The other day I was in a conversation about breasts, but we said boobs. We were expressing how so many women have pain because their breasts are too large. I’ll take their boobs! I also remember when I was nursing Alyssa for eighteen months. Nursing women have beautiful milk-filled breasts and I was no exception to the rule. In this conversation I said, “I loved my boobs! I looked at them all the time because I knew that once I stopped nursing, they would disappear.” I was not perverted either. I just appreciate a nice looking pair of breasts like the next person. Not only can’t I believe it was so long ago, but I remember my body was so young and beautiful seventeen years ago. I am not conceited, but my body then compared to now is a drastic difference and I miss it.
Appearance isn’t the only thing that I have watched change. My health is also dramatically different. My body decided to break down a little here and there making the pharmacist one of my best friends. I can’t just jump a hedge in the lawn or leap across a huge puddle either. I often try, but the results are usually not pretty if I succeed with “if” being the main word. I wake up with aches, pains and creaks that did not used to be in my body. Ugh!

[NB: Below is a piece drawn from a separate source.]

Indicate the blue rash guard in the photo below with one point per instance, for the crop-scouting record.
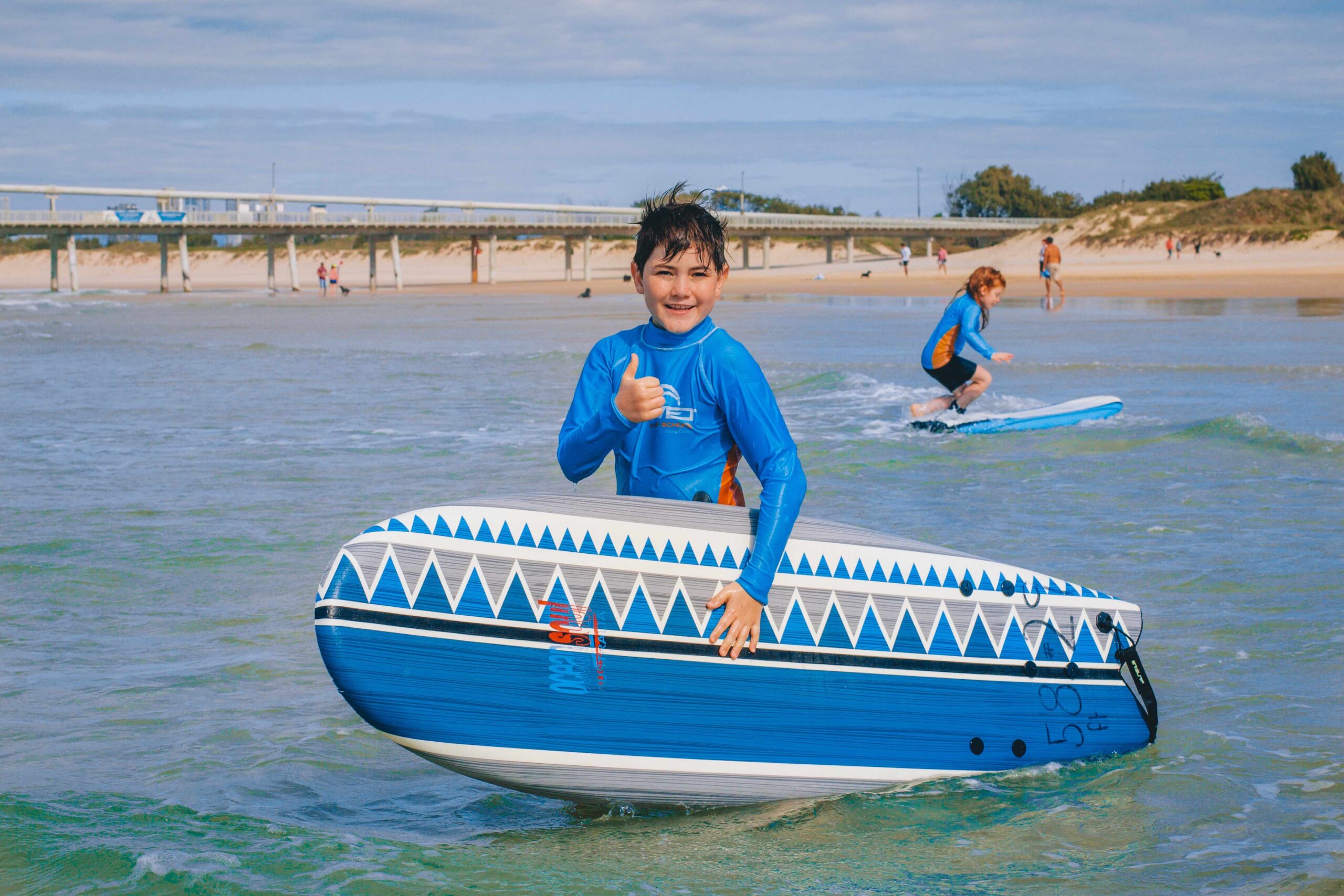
(719, 409)
(960, 324)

I remember my grandmother being the age that I am now. My family is young and everyone, except for me, seemed to have babies very young. The advantage is that I remember everyone without wrinkles or gray hair. They were also filled with energy. My grandfather used to play basketball and horseshoes with me after he mowed a very large yard with a push lawn mower. That was after he had already tended a very large garden. He was young! Now, I am older than he was back then and seem to have far less energy, so that is a double ugh!
I also fear getting older. What is going to happen to me if I get really sick? My mother will not live forever no matter how much I wish it to be true, so she isn’t going to be around to take care of me like she did when I was a young child. I can’t count on my husband because not only is he much older than me, but he won’t even pick up his own mess now so I can’t imagine him taking care of a woman with deteriorated vitality. I don’t want to be a burden to my daughter, although she will probably be really mad at me for even saying that because she already told me not to worry. But what if she gets married to someone that hates me? Yeah, I’m pretty much a basket case.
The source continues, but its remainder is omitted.